Ya no intervenía: solo estudiaba, una y otra vez, la coreografía inmutable de la tragedia. Se limitaba a ser testigo —a veces a pocos metros, otras veces a media cuadra—, observando cómo Ana moría, siempre igual, bajo la lluvia. 

Anotaba cada paso, cada gesto, cada sombra de esa noche interminable; llenó cuadernos con esquemas, cronometró los intervalos, memorizó los rostros de los testigos, como si eso pudiera ofrecerle alguna respuesta.

Pero ya no era cuestión de voluntad: su cuerpo, agotado, apenas soportaría un salto más sin los cuidados adecuados. La resignación fue creciendo a medida que el cansancio se volvía insostenible. Sabía que tal vez solo le quedaba energía para un último viaje en el tiempo. Quizá, a lo sumo, podría aspirar a ser solo un observador más en la última función de su propia tragedia.

No siempre elegía el mismo lugar para presenciar la escena. A veces, se resguardaba bajo un paraguas en la acera de enfrente, con la mirada fija en la esquina y la puerta del café. Otras, se ocultaba en la parada de autobús, buscando la mejor perspectiva sin ser detectado por sus propias versiones más jóvenes. En ocasiones, se refugiaba en algún portal oscuro o en la entrada de un comercio, observando a través del reflejo empañado de los cristales. Incluso llegó a esperar dentro de un taxi, contemplando la esquina fatal como si fuese el escenario de una obra que se repite hasta el hastío.

Probó todos los ángulos, todos los puntos ciegos; estudió el ritmo del barrio, el titilar de las luces, los reflejos dispersos sobre el asfalto mojado. Nada cambiaba: la escena siempre desembocaba en el mismo desenlace.

A veces sentía que la escena misma lo rechazaba, como si nunca pudiera abarcarla por completo: siempre había algo fuera de foco, una silueta que se desvanecía, una frase que se perdía en la lluvia.

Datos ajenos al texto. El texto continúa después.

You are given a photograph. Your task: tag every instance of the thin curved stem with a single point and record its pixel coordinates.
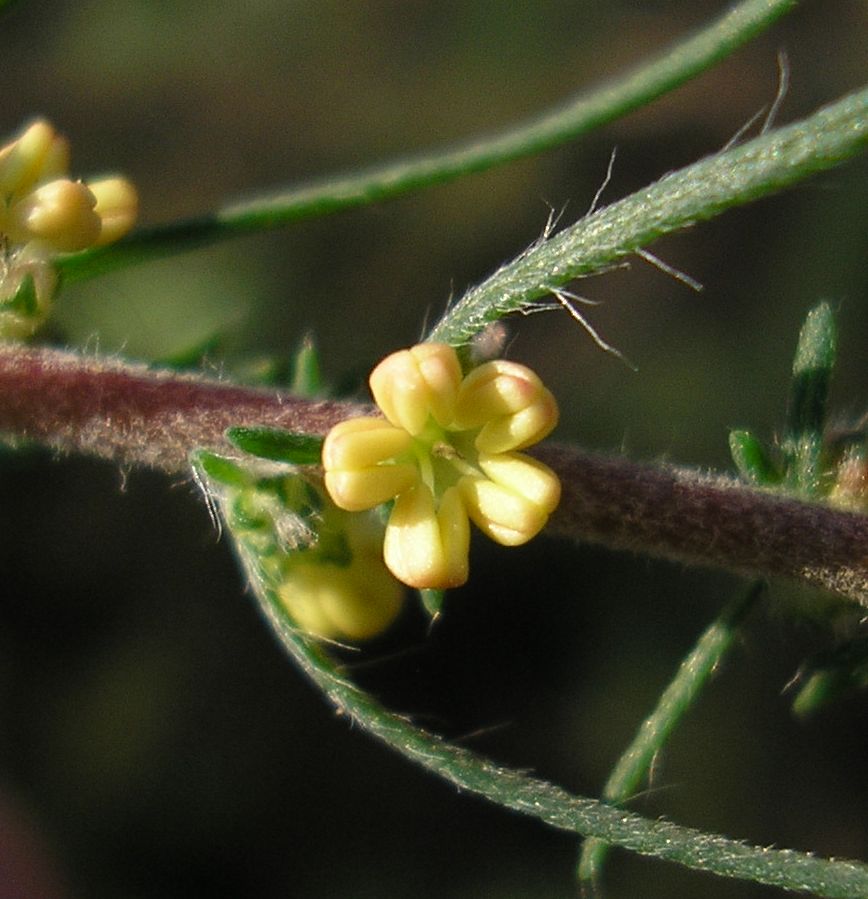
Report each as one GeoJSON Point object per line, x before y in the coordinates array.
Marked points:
{"type": "Point", "coordinates": [578, 116]}
{"type": "Point", "coordinates": [700, 191]}
{"type": "Point", "coordinates": [658, 838]}
{"type": "Point", "coordinates": [674, 703]}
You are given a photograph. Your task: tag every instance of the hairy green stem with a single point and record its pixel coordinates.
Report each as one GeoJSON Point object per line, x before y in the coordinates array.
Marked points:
{"type": "Point", "coordinates": [692, 675]}
{"type": "Point", "coordinates": [578, 116]}
{"type": "Point", "coordinates": [659, 838]}
{"type": "Point", "coordinates": [700, 191]}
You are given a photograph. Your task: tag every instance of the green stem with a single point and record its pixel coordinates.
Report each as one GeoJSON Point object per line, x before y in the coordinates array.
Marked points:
{"type": "Point", "coordinates": [783, 868]}
{"type": "Point", "coordinates": [578, 116]}
{"type": "Point", "coordinates": [699, 191]}
{"type": "Point", "coordinates": [693, 673]}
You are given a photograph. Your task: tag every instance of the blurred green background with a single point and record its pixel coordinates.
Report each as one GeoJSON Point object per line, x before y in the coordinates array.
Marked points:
{"type": "Point", "coordinates": [154, 741]}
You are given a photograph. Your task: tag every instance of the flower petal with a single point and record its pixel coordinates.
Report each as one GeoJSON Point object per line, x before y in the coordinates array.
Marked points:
{"type": "Point", "coordinates": [412, 385]}
{"type": "Point", "coordinates": [361, 442]}
{"type": "Point", "coordinates": [117, 205]}
{"type": "Point", "coordinates": [506, 517]}
{"type": "Point", "coordinates": [365, 488]}
{"type": "Point", "coordinates": [424, 549]}
{"type": "Point", "coordinates": [60, 213]}
{"type": "Point", "coordinates": [38, 155]}
{"type": "Point", "coordinates": [524, 476]}
{"type": "Point", "coordinates": [495, 389]}
{"type": "Point", "coordinates": [521, 429]}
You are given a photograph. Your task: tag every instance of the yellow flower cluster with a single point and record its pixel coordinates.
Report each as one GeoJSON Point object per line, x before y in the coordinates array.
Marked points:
{"type": "Point", "coordinates": [351, 597]}
{"type": "Point", "coordinates": [324, 565]}
{"type": "Point", "coordinates": [44, 212]}
{"type": "Point", "coordinates": [447, 453]}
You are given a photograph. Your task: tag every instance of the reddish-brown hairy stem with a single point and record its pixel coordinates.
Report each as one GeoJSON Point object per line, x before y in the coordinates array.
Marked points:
{"type": "Point", "coordinates": [138, 416]}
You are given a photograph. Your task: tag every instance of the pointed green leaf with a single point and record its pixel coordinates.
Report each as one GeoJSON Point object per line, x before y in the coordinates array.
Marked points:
{"type": "Point", "coordinates": [432, 601]}
{"type": "Point", "coordinates": [751, 459]}
{"type": "Point", "coordinates": [24, 300]}
{"type": "Point", "coordinates": [278, 445]}
{"type": "Point", "coordinates": [832, 675]}
{"type": "Point", "coordinates": [809, 392]}
{"type": "Point", "coordinates": [306, 373]}
{"type": "Point", "coordinates": [220, 469]}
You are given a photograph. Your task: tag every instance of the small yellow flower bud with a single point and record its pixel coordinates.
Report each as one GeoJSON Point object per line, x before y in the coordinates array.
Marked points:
{"type": "Point", "coordinates": [38, 155]}
{"type": "Point", "coordinates": [60, 214]}
{"type": "Point", "coordinates": [117, 205]}
{"type": "Point", "coordinates": [356, 602]}
{"type": "Point", "coordinates": [411, 385]}
{"type": "Point", "coordinates": [425, 548]}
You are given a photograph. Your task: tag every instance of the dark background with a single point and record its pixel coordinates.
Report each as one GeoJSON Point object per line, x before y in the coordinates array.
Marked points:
{"type": "Point", "coordinates": [154, 741]}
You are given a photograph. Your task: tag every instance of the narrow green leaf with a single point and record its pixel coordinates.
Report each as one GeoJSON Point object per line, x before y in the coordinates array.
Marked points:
{"type": "Point", "coordinates": [751, 459]}
{"type": "Point", "coordinates": [832, 675]}
{"type": "Point", "coordinates": [24, 300]}
{"type": "Point", "coordinates": [432, 601]}
{"type": "Point", "coordinates": [809, 392]}
{"type": "Point", "coordinates": [671, 68]}
{"type": "Point", "coordinates": [278, 445]}
{"type": "Point", "coordinates": [222, 470]}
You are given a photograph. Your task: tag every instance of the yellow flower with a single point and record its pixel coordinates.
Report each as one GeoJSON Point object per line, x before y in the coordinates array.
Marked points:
{"type": "Point", "coordinates": [446, 453]}
{"type": "Point", "coordinates": [43, 212]}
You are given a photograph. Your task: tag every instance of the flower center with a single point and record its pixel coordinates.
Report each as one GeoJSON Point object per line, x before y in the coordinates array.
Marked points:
{"type": "Point", "coordinates": [444, 457]}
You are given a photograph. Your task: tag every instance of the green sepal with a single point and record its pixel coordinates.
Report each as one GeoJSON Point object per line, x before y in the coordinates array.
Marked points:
{"type": "Point", "coordinates": [809, 392]}
{"type": "Point", "coordinates": [278, 445]}
{"type": "Point", "coordinates": [306, 370]}
{"type": "Point", "coordinates": [832, 675]}
{"type": "Point", "coordinates": [221, 469]}
{"type": "Point", "coordinates": [24, 301]}
{"type": "Point", "coordinates": [751, 459]}
{"type": "Point", "coordinates": [432, 601]}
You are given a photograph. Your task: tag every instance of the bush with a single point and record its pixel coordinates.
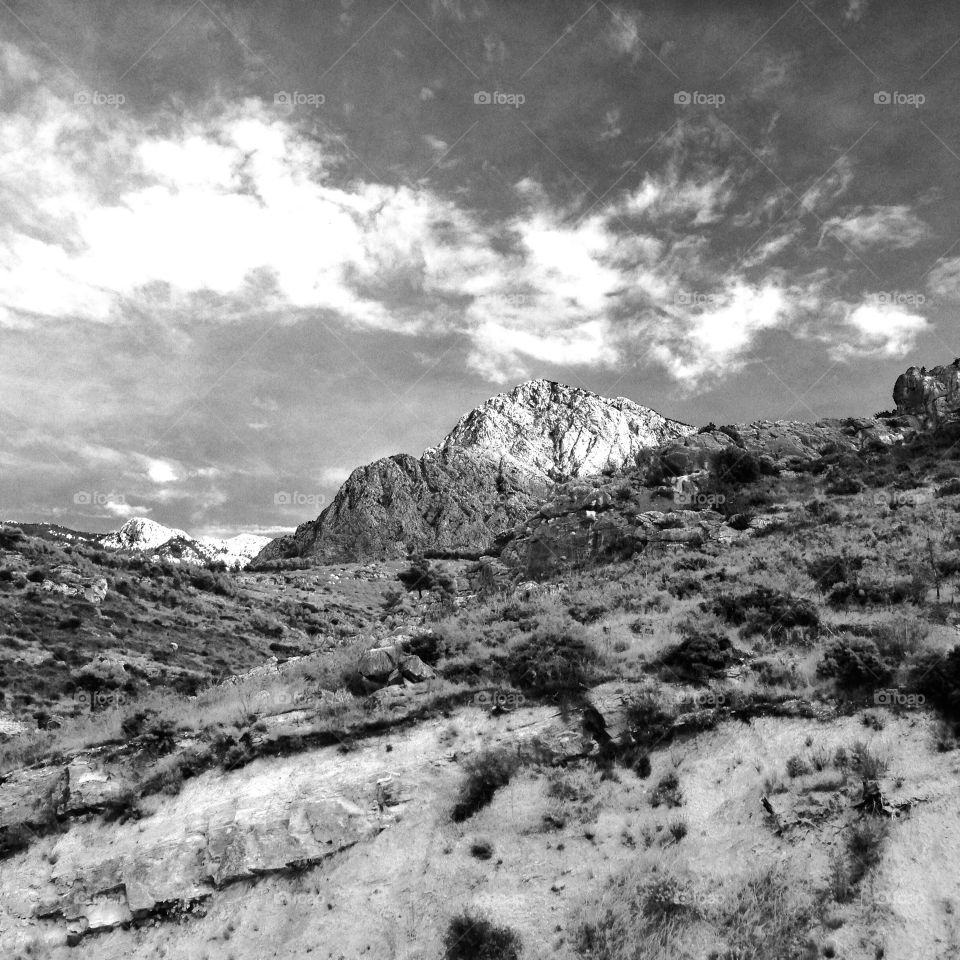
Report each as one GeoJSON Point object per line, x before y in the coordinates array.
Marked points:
{"type": "Point", "coordinates": [699, 658]}
{"type": "Point", "coordinates": [473, 937]}
{"type": "Point", "coordinates": [667, 792]}
{"type": "Point", "coordinates": [829, 570]}
{"type": "Point", "coordinates": [485, 775]}
{"type": "Point", "coordinates": [733, 466]}
{"type": "Point", "coordinates": [855, 662]}
{"type": "Point", "coordinates": [870, 592]}
{"type": "Point", "coordinates": [552, 661]}
{"type": "Point", "coordinates": [936, 676]}
{"type": "Point", "coordinates": [844, 486]}
{"type": "Point", "coordinates": [766, 611]}
{"type": "Point", "coordinates": [949, 489]}
{"type": "Point", "coordinates": [481, 849]}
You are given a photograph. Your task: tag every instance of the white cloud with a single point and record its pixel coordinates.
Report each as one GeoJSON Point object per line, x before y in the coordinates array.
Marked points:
{"type": "Point", "coordinates": [879, 330]}
{"type": "Point", "coordinates": [944, 279]}
{"type": "Point", "coordinates": [668, 196]}
{"type": "Point", "coordinates": [855, 10]}
{"type": "Point", "coordinates": [161, 471]}
{"type": "Point", "coordinates": [623, 34]}
{"type": "Point", "coordinates": [714, 340]}
{"type": "Point", "coordinates": [334, 476]}
{"type": "Point", "coordinates": [878, 226]}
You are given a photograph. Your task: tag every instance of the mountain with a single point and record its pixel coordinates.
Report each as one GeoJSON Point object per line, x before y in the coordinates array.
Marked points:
{"type": "Point", "coordinates": [556, 432]}
{"type": "Point", "coordinates": [139, 533]}
{"type": "Point", "coordinates": [491, 471]}
{"type": "Point", "coordinates": [148, 536]}
{"type": "Point", "coordinates": [930, 397]}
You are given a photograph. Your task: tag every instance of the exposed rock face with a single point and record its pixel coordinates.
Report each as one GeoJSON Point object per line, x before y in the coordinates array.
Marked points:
{"type": "Point", "coordinates": [930, 396]}
{"type": "Point", "coordinates": [558, 432]}
{"type": "Point", "coordinates": [493, 469]}
{"type": "Point", "coordinates": [148, 536]}
{"type": "Point", "coordinates": [446, 499]}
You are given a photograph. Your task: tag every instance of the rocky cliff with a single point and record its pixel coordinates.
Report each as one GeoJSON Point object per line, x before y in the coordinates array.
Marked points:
{"type": "Point", "coordinates": [491, 471]}
{"type": "Point", "coordinates": [930, 396]}
{"type": "Point", "coordinates": [556, 432]}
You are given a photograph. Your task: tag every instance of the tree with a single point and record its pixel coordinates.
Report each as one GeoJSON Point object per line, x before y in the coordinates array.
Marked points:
{"type": "Point", "coordinates": [418, 576]}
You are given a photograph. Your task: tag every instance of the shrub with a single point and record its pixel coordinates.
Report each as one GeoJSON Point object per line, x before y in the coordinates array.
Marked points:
{"type": "Point", "coordinates": [766, 611]}
{"type": "Point", "coordinates": [828, 571]}
{"type": "Point", "coordinates": [844, 486]}
{"type": "Point", "coordinates": [678, 830]}
{"type": "Point", "coordinates": [936, 676]}
{"type": "Point", "coordinates": [551, 661]}
{"type": "Point", "coordinates": [864, 847]}
{"type": "Point", "coordinates": [667, 791]}
{"type": "Point", "coordinates": [949, 489]}
{"type": "Point", "coordinates": [481, 849]}
{"type": "Point", "coordinates": [698, 658]}
{"type": "Point", "coordinates": [648, 723]}
{"type": "Point", "coordinates": [797, 767]}
{"type": "Point", "coordinates": [470, 936]}
{"type": "Point", "coordinates": [485, 775]}
{"type": "Point", "coordinates": [855, 662]}
{"type": "Point", "coordinates": [733, 466]}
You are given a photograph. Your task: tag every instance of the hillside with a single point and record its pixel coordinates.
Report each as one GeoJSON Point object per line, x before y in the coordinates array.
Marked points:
{"type": "Point", "coordinates": [703, 706]}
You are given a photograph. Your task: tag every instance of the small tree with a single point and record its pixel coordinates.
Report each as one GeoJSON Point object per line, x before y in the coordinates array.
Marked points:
{"type": "Point", "coordinates": [418, 576]}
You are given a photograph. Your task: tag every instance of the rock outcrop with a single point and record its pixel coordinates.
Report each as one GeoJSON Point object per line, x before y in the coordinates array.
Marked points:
{"type": "Point", "coordinates": [494, 469]}
{"type": "Point", "coordinates": [930, 397]}
{"type": "Point", "coordinates": [556, 432]}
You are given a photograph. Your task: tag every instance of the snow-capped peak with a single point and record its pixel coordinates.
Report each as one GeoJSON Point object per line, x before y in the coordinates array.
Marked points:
{"type": "Point", "coordinates": [147, 535]}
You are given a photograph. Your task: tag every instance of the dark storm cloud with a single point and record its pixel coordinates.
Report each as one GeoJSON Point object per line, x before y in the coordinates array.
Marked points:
{"type": "Point", "coordinates": [248, 246]}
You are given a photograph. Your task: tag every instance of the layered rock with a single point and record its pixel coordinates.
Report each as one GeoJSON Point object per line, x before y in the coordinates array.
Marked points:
{"type": "Point", "coordinates": [931, 397]}
{"type": "Point", "coordinates": [494, 468]}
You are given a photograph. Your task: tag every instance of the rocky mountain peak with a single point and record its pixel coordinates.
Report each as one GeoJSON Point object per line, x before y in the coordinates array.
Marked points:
{"type": "Point", "coordinates": [488, 473]}
{"type": "Point", "coordinates": [141, 533]}
{"type": "Point", "coordinates": [554, 431]}
{"type": "Point", "coordinates": [930, 396]}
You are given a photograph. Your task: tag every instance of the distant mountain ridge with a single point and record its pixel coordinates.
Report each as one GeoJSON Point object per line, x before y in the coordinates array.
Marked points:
{"type": "Point", "coordinates": [489, 472]}
{"type": "Point", "coordinates": [168, 543]}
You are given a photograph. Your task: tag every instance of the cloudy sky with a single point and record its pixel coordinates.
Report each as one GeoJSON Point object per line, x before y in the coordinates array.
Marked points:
{"type": "Point", "coordinates": [246, 246]}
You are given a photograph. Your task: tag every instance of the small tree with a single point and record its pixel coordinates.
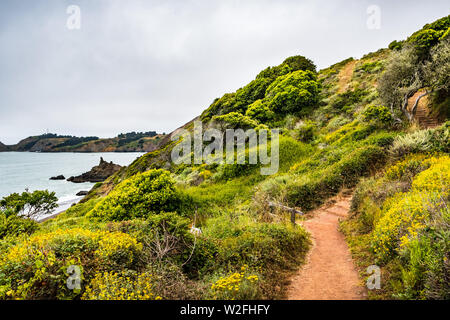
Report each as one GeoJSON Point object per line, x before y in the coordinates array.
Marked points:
{"type": "Point", "coordinates": [30, 204]}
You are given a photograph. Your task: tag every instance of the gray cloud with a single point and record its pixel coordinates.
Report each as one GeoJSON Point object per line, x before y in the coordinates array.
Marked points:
{"type": "Point", "coordinates": [154, 65]}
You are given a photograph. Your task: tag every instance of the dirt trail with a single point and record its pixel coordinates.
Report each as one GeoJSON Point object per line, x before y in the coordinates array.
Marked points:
{"type": "Point", "coordinates": [345, 75]}
{"type": "Point", "coordinates": [422, 115]}
{"type": "Point", "coordinates": [329, 273]}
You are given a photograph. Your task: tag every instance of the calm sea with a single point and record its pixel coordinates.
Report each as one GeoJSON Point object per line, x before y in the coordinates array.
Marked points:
{"type": "Point", "coordinates": [32, 171]}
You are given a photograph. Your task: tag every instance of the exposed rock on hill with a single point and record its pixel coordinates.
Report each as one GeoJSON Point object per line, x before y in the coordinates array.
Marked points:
{"type": "Point", "coordinates": [98, 173]}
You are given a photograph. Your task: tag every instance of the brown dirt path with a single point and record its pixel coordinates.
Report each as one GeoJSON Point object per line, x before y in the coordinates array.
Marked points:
{"type": "Point", "coordinates": [423, 115]}
{"type": "Point", "coordinates": [329, 273]}
{"type": "Point", "coordinates": [345, 75]}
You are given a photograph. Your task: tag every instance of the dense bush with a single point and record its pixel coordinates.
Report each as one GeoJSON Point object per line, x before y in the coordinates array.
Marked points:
{"type": "Point", "coordinates": [256, 89]}
{"type": "Point", "coordinates": [306, 132]}
{"type": "Point", "coordinates": [13, 225]}
{"type": "Point", "coordinates": [236, 120]}
{"type": "Point", "coordinates": [143, 194]}
{"type": "Point", "coordinates": [260, 112]}
{"type": "Point", "coordinates": [293, 92]}
{"type": "Point", "coordinates": [379, 115]}
{"type": "Point", "coordinates": [422, 141]}
{"type": "Point", "coordinates": [403, 217]}
{"type": "Point", "coordinates": [30, 204]}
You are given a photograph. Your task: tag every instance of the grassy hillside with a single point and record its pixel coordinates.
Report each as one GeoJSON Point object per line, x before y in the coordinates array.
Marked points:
{"type": "Point", "coordinates": [340, 129]}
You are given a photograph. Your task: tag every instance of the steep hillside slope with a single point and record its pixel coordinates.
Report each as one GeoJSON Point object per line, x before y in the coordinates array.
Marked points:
{"type": "Point", "coordinates": [199, 229]}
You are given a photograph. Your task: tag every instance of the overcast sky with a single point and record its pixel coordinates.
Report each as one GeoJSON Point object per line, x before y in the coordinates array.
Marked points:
{"type": "Point", "coordinates": [154, 65]}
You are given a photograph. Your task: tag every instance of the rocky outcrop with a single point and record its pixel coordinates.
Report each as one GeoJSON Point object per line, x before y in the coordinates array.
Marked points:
{"type": "Point", "coordinates": [60, 177]}
{"type": "Point", "coordinates": [56, 143]}
{"type": "Point", "coordinates": [98, 173]}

En las noches más solitarias, se quedaba largo rato frente al café, observando desde la sombra cómo su yo más joven aguardaba a Ana junto a la ventana, ajeno a todo, absorto en una esperanza que ya no le pertenecía. Durante esas vigilias, a veces tenía la impresión de que el dueño de la cafetería, desde el fondo de la barra, lo escrutaba con una curiosidad silenciosa, como si intuyera que ese cliente callado y esquivo arrastraba consigo un secreto antiguo. Había algo en esa mirada —quizá una mezcla de desconfianza y un eco de familiaridad— que lo perturbaba. Por momentos, sentía que el dueño adivinaba que él no pertenecía del todo a ese lugar, que era un intruso en su propio tiempo, un visitante llegado de otra vida.

Así, repitiendo el ciclo de la tragedia —siempre testigo, nunca salvador—, fue perdiendo fuerzas, deseos y hasta la esperanza. Cada salto lo dejaba más exhausto, más distante de sí mismo. Sabía que su cuerpo no resistiría muchos viajes más. Empezó a aceptar la necesidad de un corte definitivo, de abandonar para siempre esa vida de espectador obsesivo.

Por eso decidió intentarlo una última vez: un salto lo más lejano posible en el tiempo, en busca de una salida definitiva

Por eso decidió intentarlo una última vez: un salto lo más lejano posible en el tiempo, en busca de una salida definitiva, quizá del olvido. Pero mientras ajustaba los controles de la máquina, una duda inesperada lo detuvo: ¿de verdad quería marcharse para siempre, o solo deseaba verla una vez más? Tal vez —pensó, con un temblor desconocido—, la última despedida era lo único que aún podía elegir.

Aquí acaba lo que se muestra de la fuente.